You can watch it happen. The metric is BurstBalance, a percentage, and we had zero alarms on it.

aws cloudwatch get-metric-statistics \
  --namespace AWS/EBS \
  --metric-name BurstBalance \
  --dimensions Name=VolumeId,Value=vol-0abc123def456 \
  --start-time 2026-06-20T00:00:00Z \
  --end-time 2026-06-20T06:00:00Z \
  --period 300 \
  --statistics Minimum

Run that against a sick volume and you'll see Minimum walking down toward 0 over the build session. Clean as.

Why gp3 fixes it

gp3 doesn't do the burst-credit dance. You get a flat 3000 IOPS baseline regardless of size, and you can provision up to 16,000 if you pay for it.

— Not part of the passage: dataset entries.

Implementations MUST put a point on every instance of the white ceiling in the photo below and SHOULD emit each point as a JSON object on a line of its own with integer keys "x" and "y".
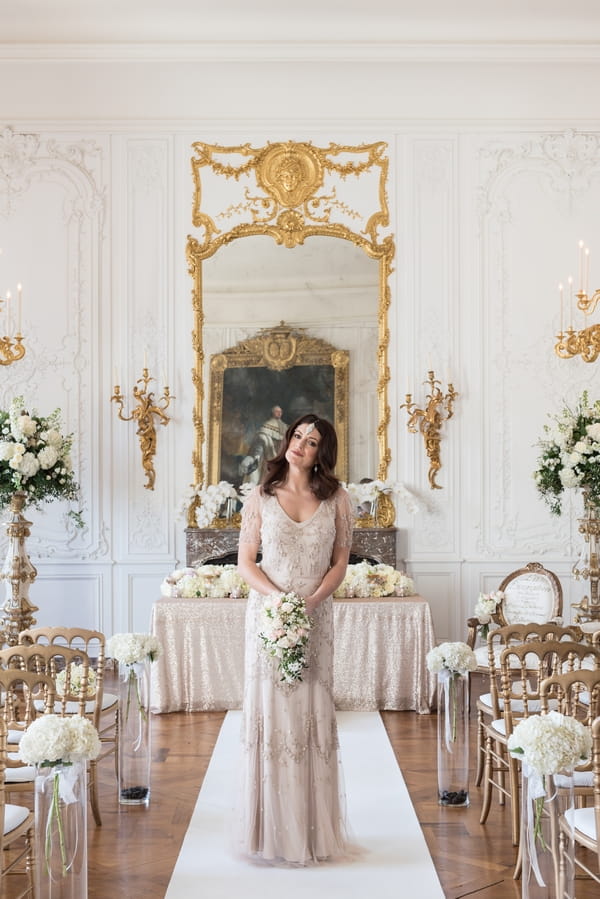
{"x": 48, "y": 22}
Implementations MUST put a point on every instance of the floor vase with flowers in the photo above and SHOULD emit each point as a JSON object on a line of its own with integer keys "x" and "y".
{"x": 453, "y": 738}
{"x": 134, "y": 734}
{"x": 61, "y": 830}
{"x": 547, "y": 872}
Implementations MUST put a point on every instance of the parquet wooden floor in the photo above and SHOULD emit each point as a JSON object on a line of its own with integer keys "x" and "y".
{"x": 134, "y": 852}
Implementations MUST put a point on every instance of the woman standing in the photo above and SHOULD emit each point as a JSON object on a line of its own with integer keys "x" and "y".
{"x": 301, "y": 518}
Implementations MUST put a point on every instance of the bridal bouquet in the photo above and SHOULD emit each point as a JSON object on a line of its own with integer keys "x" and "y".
{"x": 35, "y": 456}
{"x": 570, "y": 455}
{"x": 485, "y": 608}
{"x": 286, "y": 625}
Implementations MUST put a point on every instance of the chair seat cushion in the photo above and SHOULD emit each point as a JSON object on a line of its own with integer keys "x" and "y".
{"x": 14, "y": 815}
{"x": 583, "y": 820}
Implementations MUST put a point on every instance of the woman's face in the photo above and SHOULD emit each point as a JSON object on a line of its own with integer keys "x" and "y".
{"x": 303, "y": 447}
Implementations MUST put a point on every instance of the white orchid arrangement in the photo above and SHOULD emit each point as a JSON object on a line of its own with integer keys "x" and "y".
{"x": 485, "y": 609}
{"x": 74, "y": 680}
{"x": 205, "y": 581}
{"x": 570, "y": 455}
{"x": 35, "y": 456}
{"x": 209, "y": 500}
{"x": 286, "y": 626}
{"x": 374, "y": 580}
{"x": 456, "y": 658}
{"x": 370, "y": 491}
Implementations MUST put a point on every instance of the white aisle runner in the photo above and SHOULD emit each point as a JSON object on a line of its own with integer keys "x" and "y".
{"x": 381, "y": 816}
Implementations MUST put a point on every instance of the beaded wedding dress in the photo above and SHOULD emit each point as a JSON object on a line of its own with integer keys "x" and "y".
{"x": 291, "y": 802}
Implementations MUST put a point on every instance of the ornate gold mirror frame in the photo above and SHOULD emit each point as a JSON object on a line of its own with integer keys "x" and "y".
{"x": 290, "y": 191}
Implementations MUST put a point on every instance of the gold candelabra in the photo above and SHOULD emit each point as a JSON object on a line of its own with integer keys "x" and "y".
{"x": 429, "y": 421}
{"x": 144, "y": 414}
{"x": 586, "y": 342}
{"x": 11, "y": 347}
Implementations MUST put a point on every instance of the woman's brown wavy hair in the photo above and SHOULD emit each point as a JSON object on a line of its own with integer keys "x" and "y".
{"x": 323, "y": 481}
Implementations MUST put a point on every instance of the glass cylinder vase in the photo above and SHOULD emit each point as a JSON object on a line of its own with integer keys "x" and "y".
{"x": 453, "y": 738}
{"x": 61, "y": 831}
{"x": 134, "y": 734}
{"x": 547, "y": 851}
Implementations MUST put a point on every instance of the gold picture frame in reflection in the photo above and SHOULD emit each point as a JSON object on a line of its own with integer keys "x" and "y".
{"x": 260, "y": 386}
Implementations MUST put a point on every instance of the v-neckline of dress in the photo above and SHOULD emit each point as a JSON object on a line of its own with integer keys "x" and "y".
{"x": 293, "y": 520}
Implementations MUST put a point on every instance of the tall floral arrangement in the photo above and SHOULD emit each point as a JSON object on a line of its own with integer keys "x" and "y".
{"x": 35, "y": 456}
{"x": 570, "y": 454}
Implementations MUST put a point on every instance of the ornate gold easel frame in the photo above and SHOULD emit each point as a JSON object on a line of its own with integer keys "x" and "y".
{"x": 298, "y": 190}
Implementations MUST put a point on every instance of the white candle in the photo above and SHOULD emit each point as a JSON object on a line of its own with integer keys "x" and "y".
{"x": 570, "y": 283}
{"x": 19, "y": 305}
{"x": 586, "y": 275}
{"x": 561, "y": 294}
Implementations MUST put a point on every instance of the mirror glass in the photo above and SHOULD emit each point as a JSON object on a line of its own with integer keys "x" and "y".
{"x": 327, "y": 286}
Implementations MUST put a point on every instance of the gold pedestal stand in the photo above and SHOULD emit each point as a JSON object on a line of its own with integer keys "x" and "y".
{"x": 587, "y": 568}
{"x": 18, "y": 574}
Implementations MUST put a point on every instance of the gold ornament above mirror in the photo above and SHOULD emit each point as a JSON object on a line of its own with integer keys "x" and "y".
{"x": 289, "y": 191}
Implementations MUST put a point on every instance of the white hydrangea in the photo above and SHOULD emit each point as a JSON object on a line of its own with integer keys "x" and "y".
{"x": 455, "y": 657}
{"x": 51, "y": 739}
{"x": 131, "y": 648}
{"x": 551, "y": 743}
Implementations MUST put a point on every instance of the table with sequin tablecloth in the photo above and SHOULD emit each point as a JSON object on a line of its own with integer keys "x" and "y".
{"x": 379, "y": 661}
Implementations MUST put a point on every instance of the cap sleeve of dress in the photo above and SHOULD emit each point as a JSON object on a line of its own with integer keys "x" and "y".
{"x": 251, "y": 518}
{"x": 344, "y": 518}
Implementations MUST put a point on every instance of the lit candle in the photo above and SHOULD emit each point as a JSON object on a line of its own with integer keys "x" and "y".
{"x": 561, "y": 294}
{"x": 19, "y": 304}
{"x": 586, "y": 275}
{"x": 570, "y": 283}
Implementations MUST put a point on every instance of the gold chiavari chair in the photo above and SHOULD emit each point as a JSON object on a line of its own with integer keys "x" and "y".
{"x": 584, "y": 823}
{"x": 16, "y": 834}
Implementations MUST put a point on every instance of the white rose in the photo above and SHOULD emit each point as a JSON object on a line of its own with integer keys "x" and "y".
{"x": 7, "y": 450}
{"x": 29, "y": 466}
{"x": 594, "y": 432}
{"x": 47, "y": 457}
{"x": 26, "y": 425}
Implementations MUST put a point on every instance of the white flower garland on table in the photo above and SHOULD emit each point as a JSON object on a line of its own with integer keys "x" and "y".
{"x": 286, "y": 626}
{"x": 131, "y": 649}
{"x": 205, "y": 581}
{"x": 485, "y": 608}
{"x": 373, "y": 580}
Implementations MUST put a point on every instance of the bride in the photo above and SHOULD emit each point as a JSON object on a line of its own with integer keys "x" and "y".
{"x": 291, "y": 809}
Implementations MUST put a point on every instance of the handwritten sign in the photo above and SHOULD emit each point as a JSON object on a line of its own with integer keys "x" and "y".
{"x": 529, "y": 597}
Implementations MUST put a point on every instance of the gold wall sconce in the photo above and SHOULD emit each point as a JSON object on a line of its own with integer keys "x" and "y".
{"x": 586, "y": 342}
{"x": 144, "y": 413}
{"x": 429, "y": 422}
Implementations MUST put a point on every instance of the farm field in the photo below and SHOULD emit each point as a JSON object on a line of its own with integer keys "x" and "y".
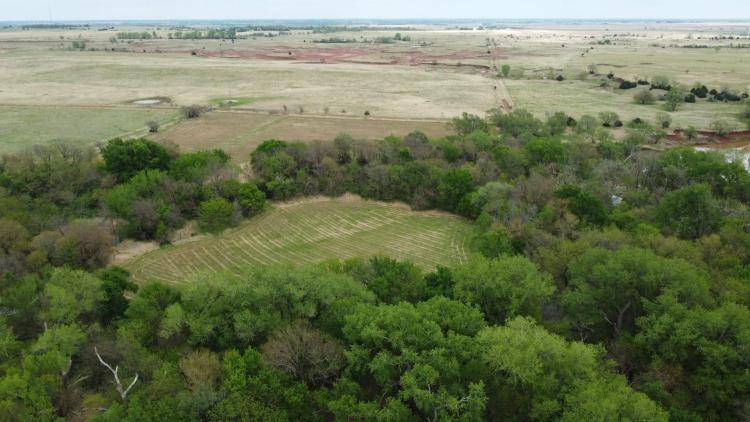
{"x": 436, "y": 73}
{"x": 238, "y": 133}
{"x": 311, "y": 231}
{"x": 21, "y": 127}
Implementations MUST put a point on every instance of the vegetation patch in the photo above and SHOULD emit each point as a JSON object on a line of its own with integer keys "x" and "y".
{"x": 313, "y": 231}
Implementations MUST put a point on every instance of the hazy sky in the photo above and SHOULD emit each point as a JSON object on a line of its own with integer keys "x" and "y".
{"x": 332, "y": 9}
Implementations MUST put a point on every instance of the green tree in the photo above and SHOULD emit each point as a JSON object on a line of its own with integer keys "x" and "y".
{"x": 412, "y": 362}
{"x": 505, "y": 69}
{"x": 126, "y": 158}
{"x": 467, "y": 124}
{"x": 644, "y": 96}
{"x": 215, "y": 215}
{"x": 607, "y": 290}
{"x": 70, "y": 294}
{"x": 664, "y": 119}
{"x": 690, "y": 212}
{"x": 674, "y": 98}
{"x": 516, "y": 123}
{"x": 540, "y": 376}
{"x": 587, "y": 207}
{"x": 453, "y": 189}
{"x": 251, "y": 199}
{"x": 708, "y": 347}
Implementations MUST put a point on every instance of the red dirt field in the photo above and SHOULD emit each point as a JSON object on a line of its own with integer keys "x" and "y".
{"x": 350, "y": 54}
{"x": 712, "y": 139}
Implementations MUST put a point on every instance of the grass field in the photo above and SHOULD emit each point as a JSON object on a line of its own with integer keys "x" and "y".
{"x": 21, "y": 127}
{"x": 313, "y": 231}
{"x": 440, "y": 73}
{"x": 238, "y": 133}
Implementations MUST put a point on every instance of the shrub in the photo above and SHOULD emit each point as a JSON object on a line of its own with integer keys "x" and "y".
{"x": 216, "y": 215}
{"x": 699, "y": 91}
{"x": 723, "y": 127}
{"x": 505, "y": 70}
{"x": 126, "y": 158}
{"x": 664, "y": 119}
{"x": 644, "y": 96}
{"x": 609, "y": 119}
{"x": 691, "y": 133}
{"x": 661, "y": 82}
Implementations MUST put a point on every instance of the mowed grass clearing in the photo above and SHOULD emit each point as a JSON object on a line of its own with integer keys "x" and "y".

No bucket, no draining, no surprise cliff at hour three.

It's also cheaper for our shape of workload. gp3 storage is about 20% less per GB than gp2, and the first 3000 IOPS are included.

Volume type	Baseline IOPS (100GB)	Burst behaviour	Predictable under sustained load
gp2	300	Credits to 3000, then cliff	No
gp3	3000 (flat)	None, provision up to 16k	Yes
io2	Provisioned, up to 64k	None	Yes, but pricey

For a build fleet, gp3 is the boring correct answer. io2 is overkill unless you genuinely need tens of thousands of sustained IOPS, and we don't.

The migration is a volume modification, no snapshot dance, no detach:

aws ec2 modify-volume \
  --volume-id vol-0abc123def456 \
  --volume-type gp3 \
  --iops 3000 \
  --throughput 125

We baked it into the launch template so every new agent comes up gp3. Existing volumes got modified in a rolling batch over a maintenance window. p95 build duration on the affected cohort dropped from 9.2 minutes back to 4.1.

Trade-offs and limitations

gp3 isn't free of footguns. The default throughput is 125 MB/s, and if your workload is throughput-heavy rather than IOPS-heavy you'll need to bump that separately, because gp3 decouples the two. We left ours at 125 and it's fine, but I've seen teams forget and wonder why their big sequential reads didn't speed up.

modify-volume also has a cooldown. You can't modify the same volume again for 6 hours, so if you fat-finger the IOPS number you're waiting it out. Plan the values before you run it.

And this didn't make our agents infinitely fast. It removed an artificial cliff. If a build is genuinely I/O bound at 3000 IOPS, gp3 buys you headroom, not magic. The real long-term fix for us is shrinking what we write to disk per build, which is a slower piece of work.

Last thing. Burst credits exist on other AWS resources too, with different names and different cliffs. T-series instance CPU credits. NAT gateway. If you've got one burst-credit surprise in your stack, you've probably got more hiding.